The son of a farmer in Cadillac, Mich., Vander Jagt grew up wanting to be a minister and earned a divinity degree from Yale University, where he studied under Richard Niebuhr and William Sloane Coffin. But he changed his mind and finished his law degree at the University of Michigan. The young Vander Jagt had won several prizes for orations in high school and worked summers as a TV anchorman on WWTV, using as his sign-off a line similar to Fulton Lewis, Jr.’s: “That’s the top of the news from the top of Michigan.”
After a few years as a radio disc jockey and host of a weekly TV program, Vander Jagt won a state senate seat in 1964. When Rep. Robert Griffin (R.-Mich.) was appointed to the U.S. Senate in 1966, Vander Jagt won his House seat by the largest margin of any of the 59 Republicans elected to the House that year.
While Vander Jagt served on the House Foreign Affairs Committee and later on the tax-writing Ways and Means Committee, he found his true calling in Congress when he became head of the NRCC following the disastrous “Watergate Year” election of 1974. Taking over the campaign committee at a time when Republicans held barely a third of the seats in the House, the hard-charging Vander Jagt spoke in almost any district nationally where there was a GOP candidate — never using a text and connecting with audiences through his strong voice. Along with being an aggressive fund-raiser, the man NRCC staffers called “VJ” was active in recruiting candidates. In 1978, he helped persuade two-time loser Newt Gingrich to make a third (and triumphant) race for Congress from Georgia.
Vander Jagt was at first a moderate Republican in the mold of close friend Jerry Ford, and his American Conservative Union rating in 1971 was 58%. But he gradually moved to the right, and in his last year in Congress (1992), his ACU rating was 92%. In 1980, with the support of most of the freshman Republicans elected to the House on Ronald Reagan’s long coat-tails, Vander Jagt ran for House Republican leader. He lost, however, to GOP Whip Bob Michel (Ill.) by a vote of 103 to 87, in part because Michel had held the No. 2 position in the leadership hierarchy and many Republicans at the time were unwilling to disrupt the order of succession.
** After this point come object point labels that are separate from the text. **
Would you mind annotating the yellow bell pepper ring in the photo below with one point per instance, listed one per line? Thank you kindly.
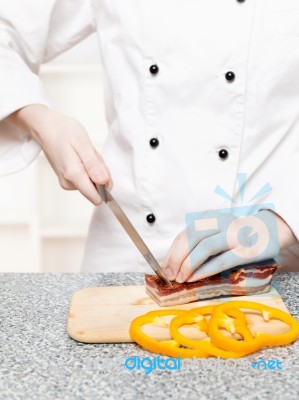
(261, 339)
(192, 316)
(167, 347)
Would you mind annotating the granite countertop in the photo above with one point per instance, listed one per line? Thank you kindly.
(39, 361)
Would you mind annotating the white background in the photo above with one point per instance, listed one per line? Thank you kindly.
(42, 227)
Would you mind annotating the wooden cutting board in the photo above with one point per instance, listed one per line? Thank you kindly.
(104, 314)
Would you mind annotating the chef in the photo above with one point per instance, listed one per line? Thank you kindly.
(197, 94)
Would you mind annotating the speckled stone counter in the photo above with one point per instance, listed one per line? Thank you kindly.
(39, 361)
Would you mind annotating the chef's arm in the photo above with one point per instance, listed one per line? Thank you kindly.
(67, 147)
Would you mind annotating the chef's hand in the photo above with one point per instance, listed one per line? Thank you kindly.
(227, 247)
(67, 147)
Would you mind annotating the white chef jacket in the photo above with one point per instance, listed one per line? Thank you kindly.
(204, 77)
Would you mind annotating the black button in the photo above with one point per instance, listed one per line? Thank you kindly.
(154, 142)
(154, 69)
(150, 218)
(230, 76)
(223, 154)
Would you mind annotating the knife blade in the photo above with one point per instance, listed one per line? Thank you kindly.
(134, 235)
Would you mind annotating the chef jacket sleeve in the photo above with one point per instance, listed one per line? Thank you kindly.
(285, 191)
(32, 32)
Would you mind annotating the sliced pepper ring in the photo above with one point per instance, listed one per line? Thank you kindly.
(166, 347)
(191, 317)
(261, 339)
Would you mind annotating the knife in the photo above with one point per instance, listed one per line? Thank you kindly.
(134, 235)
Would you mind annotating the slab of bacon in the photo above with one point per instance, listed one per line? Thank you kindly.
(238, 281)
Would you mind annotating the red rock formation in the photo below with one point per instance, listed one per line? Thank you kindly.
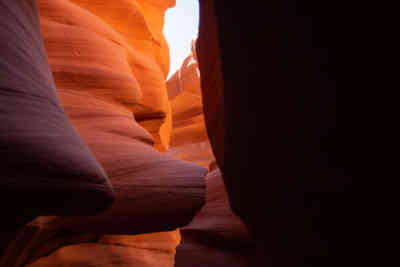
(141, 250)
(216, 237)
(110, 76)
(39, 173)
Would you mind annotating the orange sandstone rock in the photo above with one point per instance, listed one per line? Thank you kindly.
(125, 61)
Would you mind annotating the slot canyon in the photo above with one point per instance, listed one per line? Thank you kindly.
(255, 152)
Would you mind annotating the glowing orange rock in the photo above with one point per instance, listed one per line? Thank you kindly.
(95, 50)
(148, 250)
(189, 139)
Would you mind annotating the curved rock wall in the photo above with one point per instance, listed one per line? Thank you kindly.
(110, 75)
(189, 140)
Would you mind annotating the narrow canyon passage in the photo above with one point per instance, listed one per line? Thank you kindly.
(262, 147)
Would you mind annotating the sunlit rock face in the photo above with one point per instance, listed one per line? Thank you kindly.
(189, 139)
(118, 251)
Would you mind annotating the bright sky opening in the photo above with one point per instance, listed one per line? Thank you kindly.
(181, 26)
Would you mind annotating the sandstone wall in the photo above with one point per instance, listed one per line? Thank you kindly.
(110, 61)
Although years of jetting across the country as NRCC chief helped other Republicans win House seats, Vander Jagt himself would pay a stiff price. His long absences from his House district were roundly attacked in 1992 by a little-known primary foe, Pete Hoekstra. In a bad year for incumbents of both parties, Vander Jagt lost to Hoekstra, who holds the seat today.
It is a sad irony of history that, after so many years of toiling in the vineyards to see Republicans rule the House, Guy Vander Jagt missed serving in a GOP-run House by two years. But to the many he helped get to Congress who are still there and to the many others he helped who didn’t make it (among them George W. Bush, a losing U.S. House candidate in Texas in 1978) the vibrancy, energy and mastery of the spoken word of the gentleman from Michigan will never be forgotten.